On the ground that Hsin Chong has repeatedly defaulted payments under the 2018 Settlement Agreement, the Company delivered a petition to the Court of First Instance of High Court of Hong Kong (the “High Court”) against Hsin Chong on 18 January 2019 that Hsin Chong be wound up by the High Court so as to recover the outstanding debts under the 2018 Settlement Agreement in the amount of approximately HK$79.0 million including interest due from Hsin Chong Group. The Company has sought legal advice as to actions it may take to protect its rights, and will make further announcements as and when appropriate.
PROFIT WARNING
Because of the impairment loss on goodwill of approximately HK$117 million and the provision for the amounts including receivables and contract assets due from Hsin Chong Group of approximately HK$60 million, the Company is expected to record a substantial increase in loss for the year ended 31 December 2018 as compared to a loss of approximately HK$54 million for the corresponding period in 2017.
The Board wishes to emphasise that the information contained in this announcement is based on the preliminary review by the Board of the latest unaudited consolidated management accounts of the Company for the year ended 31 December 2018, which have not been confirmed and finalised by the Company’s independent external auditor and may be subject to further adjustments. The annual results of the Company for the year ended 31 December 2018 will be announced on 26 March 2019.
Shareholders and potential investors are advised to exercise caution when dealing in the shares of the Company.

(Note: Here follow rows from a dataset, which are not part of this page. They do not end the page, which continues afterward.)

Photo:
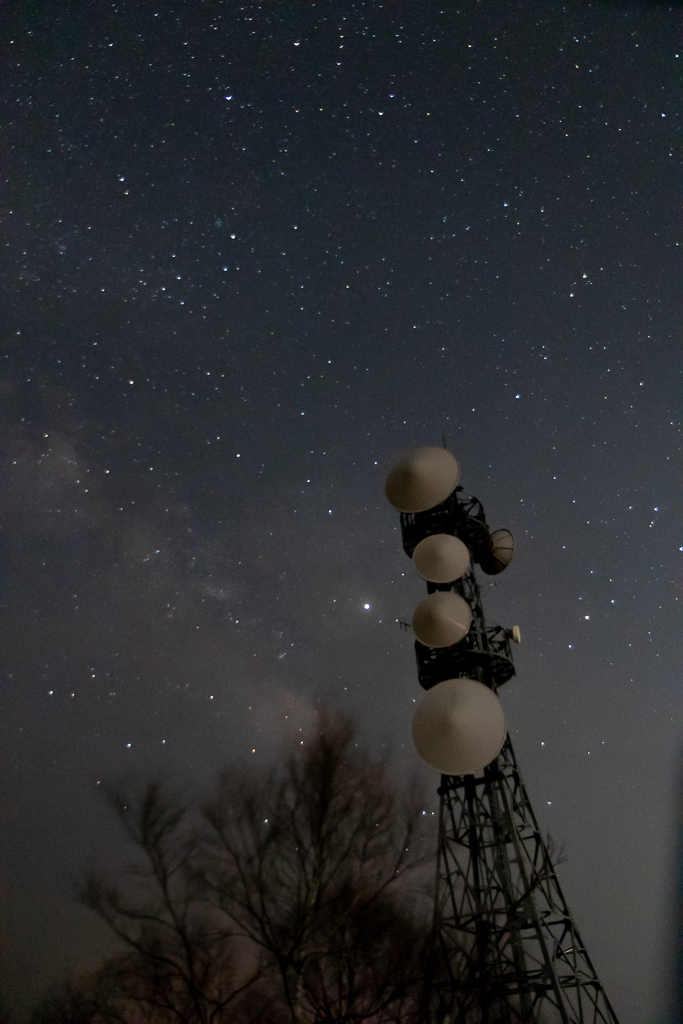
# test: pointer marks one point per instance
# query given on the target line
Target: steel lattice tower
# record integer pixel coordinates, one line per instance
(505, 948)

By order of the Board Synergis Holdings Limited Kingston Chu Chun Ho Chairman
Hong Kong, 6 March 2019
As at the date of this announcement, the Board comprises Mr. Kingston Chu Chun Ho (Chairman) and Mr. Terence Leung Siu Cheong (Deputy Chairman and Managing Director) as Executive Directors; and Mr. Lau Man Tak, Mr. Eric Lee Hon Man and Dr. Wong Yun Kuen as Independent Non-executive Directors.